Нюра к уходу мужа отнеслась спокойно, даже, по-моему, испытала облегчение оттого, что почетный парный караул, который они двадцать лет несли возле ошибки молодости, наконец устал и разошелся. Вскоре у нее появился сожитель. Лизка к тому времени выросла, став рослой, грудастой девицей с миловидными, но мелкими чертами лица. Жека ее обожал, баловал, окончил вместо нее, лентяйки, институт, хотя дочь была не без способностей, унаследовав от отца математический склад ума. Она удачно вышла замуж за толкового однокурсника, которому предложили работу в Штатах. Но в Америке Лизка сбежала от него к нищему пуэрториканцу и увлеклась игрой в покер по Интернету. Брошенный муж полетел в Москву, умолял Жеку повлиять на дочь, вернуть ее в семью, но та уродилась настырной в мать. Отказывая себе во всем, мой друг постоянно посылал Лизе деньги, а сам вместе с Милой и тещей ютился в «двушке-распашонке» на окраине Москвы. Когда Ипатов в очередной раз живописал мне бессонные ночи с криками экстаза, я не удержался и спросил:
– Теща-то не ругается?
– Ну что ты, Жорыч, для нее это – музыка! У Милочки столько лет никого не было, а ведь она создана для любви!

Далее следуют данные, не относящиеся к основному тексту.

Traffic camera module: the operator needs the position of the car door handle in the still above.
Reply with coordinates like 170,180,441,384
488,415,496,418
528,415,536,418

Беглая Лиза занялась бодибилдингом, накачала мускулатуру и устроилась инструктором в престижный фитнес-клуб, где познакомилась с коренным американцем из приличной семьи первопоселенцев, и снова вышла замуж. На свадьбу летала только Нюрка, а Жека лишь оплатил счета, самому на билет не хватило. Однако и в замужестве паршивка не бросила покер, наоборот, чтобы играть по-крупному, внесла залог 15 тысяч зелени, а деньги выпросила у мужа, наврав, будто отцу в Москве требуется срочная операция. «Американ бой» скрепя сердце пошел занимать у родителей, а это у них в Штатах так же неприлично, как у нас в России отнять у пьющего папы последнюю заначку, спрятанную для спасения гибнущего организма. Удивленные «пеарентсы» поиграли англо-саксонскими желваками, но, войдя в положение бедных русских родственников, выдали требуемую сумму. Так и прокатило бы, но однажды «хасбанд», починяя зависший Лизин компьютер, случайно проник в ее покерную тайну, включая страховочный вклад – 15 тысяч баксов. Он был настолько потрясен ложью своей вайфы, что, несмотря на безумную любовь, немедленно развелся. Впрочем, Лиза, успевшая к тому времени сделать себе грандиозную силиконовую грудь, получила по суду отступные и сошлась все с тем же пуэрториканцем.